The “chaos of the body,” our own first of all, which I treat in The Wedding Feast of the Lamb, is precisely something that the Word made flesh is already joined to in Bethlehem. For if the Word became flesh, it is first of all in order to speak to my flesh, and if he became body, it is in order to inhabit and transform my body. In this sense, one will not go too hastily to speak of the “joy of birth” in Bethlehem, if one does not understand that this joy is, by anticipation, that which announces the mystery of the resurrection—as seen in the link so often established by the Fathers of the Church between the swaddling cloths of the newborn and the shroud of the Risen One.
Christ does not save me by words first of all, but by his body, just as in philosophy it is “the body that philosophizes” [der Leib philosophirt]as Nietzsche said. There is in me, whether I see it or not, a veritable “chaos of passions and impulses,” and it is this part of myself that God wants to join, in order to forget nothing of what I am and of who I am.
Joy is not a state, first of all, it is a passage: “the passage from a lesser perfection to a higher perfection,” said Spinoza in his Ethics. To pass with the ferryman [passer avec le Passeur]—in the double sense in the French of “to suffer” [pâtir] and “to pass” [passer]—is what birth is saying as a paradigmatic and originary act of every passage. To be born or to be generated is “to pass”, whether that be by means of actual birth or “births” of spirituality or of thought. One will therefore agree to make the crossing insofar as one complies with this difficult exercise of being drawn out of one’s self by another.

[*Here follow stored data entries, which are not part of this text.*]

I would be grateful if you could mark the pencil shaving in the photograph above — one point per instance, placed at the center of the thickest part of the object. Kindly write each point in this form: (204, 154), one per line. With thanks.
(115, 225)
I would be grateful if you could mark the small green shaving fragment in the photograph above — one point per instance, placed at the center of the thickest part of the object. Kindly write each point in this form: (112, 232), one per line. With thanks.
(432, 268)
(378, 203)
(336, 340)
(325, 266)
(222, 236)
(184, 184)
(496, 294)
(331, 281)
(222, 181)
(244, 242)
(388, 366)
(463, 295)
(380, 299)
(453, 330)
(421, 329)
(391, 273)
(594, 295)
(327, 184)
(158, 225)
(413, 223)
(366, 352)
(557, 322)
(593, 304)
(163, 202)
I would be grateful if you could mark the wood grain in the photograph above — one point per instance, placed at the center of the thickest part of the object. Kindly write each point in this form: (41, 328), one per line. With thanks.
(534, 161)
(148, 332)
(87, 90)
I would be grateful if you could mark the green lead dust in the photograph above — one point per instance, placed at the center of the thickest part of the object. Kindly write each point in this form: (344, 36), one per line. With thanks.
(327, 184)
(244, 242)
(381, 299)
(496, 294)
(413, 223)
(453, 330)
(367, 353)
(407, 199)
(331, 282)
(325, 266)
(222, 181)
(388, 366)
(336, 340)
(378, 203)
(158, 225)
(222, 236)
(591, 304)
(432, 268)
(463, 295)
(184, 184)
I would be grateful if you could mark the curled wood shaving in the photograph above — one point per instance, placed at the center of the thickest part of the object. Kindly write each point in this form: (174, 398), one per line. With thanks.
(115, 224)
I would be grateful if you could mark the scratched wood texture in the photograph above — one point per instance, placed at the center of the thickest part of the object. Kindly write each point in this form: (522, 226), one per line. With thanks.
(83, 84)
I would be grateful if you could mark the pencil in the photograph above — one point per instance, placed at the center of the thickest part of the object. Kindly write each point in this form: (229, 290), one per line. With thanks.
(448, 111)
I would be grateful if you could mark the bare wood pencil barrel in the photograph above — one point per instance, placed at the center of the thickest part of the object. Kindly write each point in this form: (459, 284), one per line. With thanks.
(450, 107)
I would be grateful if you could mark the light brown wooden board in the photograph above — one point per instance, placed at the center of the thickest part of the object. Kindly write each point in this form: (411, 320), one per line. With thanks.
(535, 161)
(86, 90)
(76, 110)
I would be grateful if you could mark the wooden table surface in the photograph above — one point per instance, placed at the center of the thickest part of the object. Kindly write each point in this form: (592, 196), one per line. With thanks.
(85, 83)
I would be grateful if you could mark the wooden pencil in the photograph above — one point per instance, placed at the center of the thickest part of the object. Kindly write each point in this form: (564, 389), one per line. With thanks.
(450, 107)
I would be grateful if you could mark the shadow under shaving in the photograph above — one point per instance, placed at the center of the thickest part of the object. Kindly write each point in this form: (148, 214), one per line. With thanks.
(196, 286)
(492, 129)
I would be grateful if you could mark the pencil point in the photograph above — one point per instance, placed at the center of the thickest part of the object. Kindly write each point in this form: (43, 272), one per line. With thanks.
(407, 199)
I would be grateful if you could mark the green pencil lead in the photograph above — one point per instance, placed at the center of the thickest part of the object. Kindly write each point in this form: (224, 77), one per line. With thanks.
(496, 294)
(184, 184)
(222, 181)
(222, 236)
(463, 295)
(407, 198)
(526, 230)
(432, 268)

The “joy of birth” is the “birth of joy” only because all pain [souffrance]or all suffering [pâtir] is transformed, as is the case for the newborn—in which the trauma of the “giving birth” (delivery) is metamorphosed by the welcoming of the “being in the world” (bond to its mother). Only a “metaphysics of the bond (du lien)” can assume and convert that which is in us of “un-bonded [déliaison].”